# Four MINI ALL4 Racing at the Baja Poland- Vasilyev leading the World Cup



## [email protected] (Aug 15, 2012)

*Four MINI ALL4 Racing at the Baja Poland // Vasilyev leading the World Cup // Home rallies for Holowczyc and Kaczmarski.*

Munich (DE). No rest for the Monster Energy X-raid Team in the 2014 FIA World Cup for Cross-Country Rallies as the reigning champion is sending no fewer than four MINI ALL4 Racing cars to compete in the 2014 Baja Poland (28-30 August) barely two weeks after finishing second and third at the Hungarian Baja. With Vladimir Vasilyev/Konstantin Zhiltsov (RU/RU) spearheading the overall standings in their MINI ALL4 Racing and two Polish drivers Krzysztof Holowczyc and Martin Kaczmarski competing in front of their home crowds in two other MINI ALL4 Racing, the Baja Poland promises to become a special World Cup round for the X-raid Team. The German duo Stephan Schott/Holm Schmidt completes the team's four-car line-up in Poland.

World Cup leader Vasilyev on the challenges ahead: "Like in Spain and Hungary, our goal is to get more points in order to consolidate our overall lead in the World Cup standings. Even though the Bajas are short events, one needs to be extremely focused. The narrow, winding roads which are lined by trees, bushes or stones are unforgiving."

Once again, all X-raid Team drivers at the Baja Poland will be in the MINI ALL4 Racing which has already successfully proven its mettle by winning the iconic Dakar Rally three times in a row (2012-2014). Ever since, the MINI ALL4 Racing, whose production car version is the MINI John Cooper Works Countryman, has also compiled an impressive World Cup record. The most recent two World Cup titles were also won by the MINI ALL4 Racing with its winning formula of reliability, strength and speed.
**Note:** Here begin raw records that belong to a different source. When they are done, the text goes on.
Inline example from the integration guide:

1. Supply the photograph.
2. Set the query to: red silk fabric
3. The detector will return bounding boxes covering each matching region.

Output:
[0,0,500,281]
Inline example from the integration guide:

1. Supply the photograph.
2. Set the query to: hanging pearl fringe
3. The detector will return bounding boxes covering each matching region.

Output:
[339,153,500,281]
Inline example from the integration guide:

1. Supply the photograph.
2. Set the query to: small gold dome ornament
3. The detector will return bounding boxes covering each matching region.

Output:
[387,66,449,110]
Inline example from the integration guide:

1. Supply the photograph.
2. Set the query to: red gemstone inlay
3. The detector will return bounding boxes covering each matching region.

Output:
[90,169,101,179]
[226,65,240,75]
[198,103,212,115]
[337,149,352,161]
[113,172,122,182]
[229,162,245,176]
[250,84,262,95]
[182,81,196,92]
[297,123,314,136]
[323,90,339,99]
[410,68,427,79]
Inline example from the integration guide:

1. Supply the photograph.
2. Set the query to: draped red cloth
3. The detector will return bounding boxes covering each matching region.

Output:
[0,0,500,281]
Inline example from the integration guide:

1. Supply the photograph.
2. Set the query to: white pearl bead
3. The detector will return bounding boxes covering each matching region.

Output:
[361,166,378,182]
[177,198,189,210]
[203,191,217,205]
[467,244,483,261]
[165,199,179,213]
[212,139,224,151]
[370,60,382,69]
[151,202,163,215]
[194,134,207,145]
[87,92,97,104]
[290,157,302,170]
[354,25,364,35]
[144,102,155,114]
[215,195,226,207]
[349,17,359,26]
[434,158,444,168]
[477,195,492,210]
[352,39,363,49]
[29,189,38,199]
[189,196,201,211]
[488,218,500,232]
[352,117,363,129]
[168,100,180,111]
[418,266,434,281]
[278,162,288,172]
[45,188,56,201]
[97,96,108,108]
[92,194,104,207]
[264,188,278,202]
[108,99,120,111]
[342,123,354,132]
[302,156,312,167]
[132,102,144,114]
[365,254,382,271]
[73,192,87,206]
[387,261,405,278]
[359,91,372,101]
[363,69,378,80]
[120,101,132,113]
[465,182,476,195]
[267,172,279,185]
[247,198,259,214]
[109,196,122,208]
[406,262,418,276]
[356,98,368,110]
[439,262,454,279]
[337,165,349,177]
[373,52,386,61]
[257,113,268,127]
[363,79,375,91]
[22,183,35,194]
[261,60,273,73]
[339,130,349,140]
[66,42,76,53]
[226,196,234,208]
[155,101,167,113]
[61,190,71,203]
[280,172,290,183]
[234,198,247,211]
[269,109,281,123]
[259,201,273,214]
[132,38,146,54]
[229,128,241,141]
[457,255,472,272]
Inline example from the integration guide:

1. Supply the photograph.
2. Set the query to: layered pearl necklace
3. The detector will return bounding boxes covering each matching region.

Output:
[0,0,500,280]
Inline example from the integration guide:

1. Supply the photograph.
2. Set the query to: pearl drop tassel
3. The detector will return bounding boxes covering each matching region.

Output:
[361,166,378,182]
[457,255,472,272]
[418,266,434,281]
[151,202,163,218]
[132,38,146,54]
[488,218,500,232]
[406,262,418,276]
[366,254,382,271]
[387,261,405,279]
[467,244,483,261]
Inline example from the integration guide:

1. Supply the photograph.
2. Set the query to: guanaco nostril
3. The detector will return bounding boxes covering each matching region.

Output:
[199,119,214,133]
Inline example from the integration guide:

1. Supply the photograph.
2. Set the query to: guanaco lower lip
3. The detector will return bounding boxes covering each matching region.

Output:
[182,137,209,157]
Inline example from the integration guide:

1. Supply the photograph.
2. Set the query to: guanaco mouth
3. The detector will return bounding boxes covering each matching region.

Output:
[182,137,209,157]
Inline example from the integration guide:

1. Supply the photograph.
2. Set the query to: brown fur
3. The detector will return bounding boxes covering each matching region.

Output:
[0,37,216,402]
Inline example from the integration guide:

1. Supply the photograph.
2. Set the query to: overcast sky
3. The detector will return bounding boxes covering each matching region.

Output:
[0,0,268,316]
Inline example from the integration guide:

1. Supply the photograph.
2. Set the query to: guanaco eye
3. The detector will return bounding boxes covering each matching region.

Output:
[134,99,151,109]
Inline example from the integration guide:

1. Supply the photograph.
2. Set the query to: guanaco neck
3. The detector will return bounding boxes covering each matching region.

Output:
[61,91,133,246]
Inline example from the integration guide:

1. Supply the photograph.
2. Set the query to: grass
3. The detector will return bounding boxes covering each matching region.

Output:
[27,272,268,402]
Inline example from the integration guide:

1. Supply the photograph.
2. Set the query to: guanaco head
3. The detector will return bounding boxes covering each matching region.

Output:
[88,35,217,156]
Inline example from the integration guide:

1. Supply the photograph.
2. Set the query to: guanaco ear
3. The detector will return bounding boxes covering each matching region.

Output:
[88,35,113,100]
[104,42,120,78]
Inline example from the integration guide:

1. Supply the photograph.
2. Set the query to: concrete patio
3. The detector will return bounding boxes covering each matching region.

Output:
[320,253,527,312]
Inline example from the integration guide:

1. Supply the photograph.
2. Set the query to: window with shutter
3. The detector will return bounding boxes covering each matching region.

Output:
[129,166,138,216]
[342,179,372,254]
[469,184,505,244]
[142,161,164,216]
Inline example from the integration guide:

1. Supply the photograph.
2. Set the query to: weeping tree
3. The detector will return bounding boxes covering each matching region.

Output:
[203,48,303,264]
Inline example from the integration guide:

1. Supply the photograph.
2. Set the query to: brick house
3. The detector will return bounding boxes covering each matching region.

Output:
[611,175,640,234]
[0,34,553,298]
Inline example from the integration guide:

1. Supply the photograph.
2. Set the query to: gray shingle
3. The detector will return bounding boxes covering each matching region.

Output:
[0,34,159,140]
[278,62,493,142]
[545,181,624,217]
Baja Poland consists of a total of 522 competitive kilometres on three days. On Friday, the teams set out from the service park in Szczecin (PL) near the Baltic Sea and the German border for a timed prologue of eight kilometres. The Friday results set the starting order for the remaining two days. On Saturday, the itinerary consists of two special stages of 192 competitive kilometres each. After this, the service park relocates about 100 kilometres to the east and the city of Drawsko Pomorskie (PL). Here two more stages of 65 kilometers each will wrap up the 2014 Baja Poland.

*2014 Baja Poland MINI driver line-up.*

*#201 MINI ALL4 Racing*.
X-raid Team
Vladimir Vasilyev/Konstantin Zhiltsov (RU/RU)

*#208 MINI ALL4 Racing.*
X-raid Team
Krzysztof Holowczyc/Xavier Panseri (PL/FR)

*#TBD MINI ALL4 Racing.*
X-raid Team
Martin Kaczmarski/Tapio Suominen (PL/FI)

*#TBD MINI ALL4 Racing.*
X-raid Team
Stephan Schott/Holm Schmidt (DE/DE)

*FIA World Cup for Cross-Country Rallies: Classifications (Top 10).*
01 Vladimir Vasilyev (RU) / X-raid Team 171 pts
02 Yazeed Al-Rajhi (SA) 120
03 Nasser Al-Attiyah (QT) 106
04 Marek Dabrowski (PL) 83
05 Miroslav Zapletal (CZ) 74
06 Adam Malysz (PL) 68
07 Reinaldo Varela (BR) 56
08 Erik van Loon (NL) 48
09 Martin Kaczmarski (PL) / X-raid Team 38
10 Nani Roma (ES) / X-raid Team 30

*Race calendar: FIA World Cup for Cross-Country Rallies.*
14/02 - 16/02 Baja Russia
13/03 - 16/03 Baja Italy
06/04 - 10/04 Abu Dhabi Desert Challenge
20/04 - 25/04 Sealine Cross-Country Rally Qatar
18/05 - 25/05 Pharaons Rally Egypt
18/07 - 20/07 Baja Aragón
14/08 - 16/08 Baja Hungary
28/08 - 30/08 Baja Poland
03/10 - 09/10 Rally Morocco
30/10 - 02/11 Baja Portugal


----------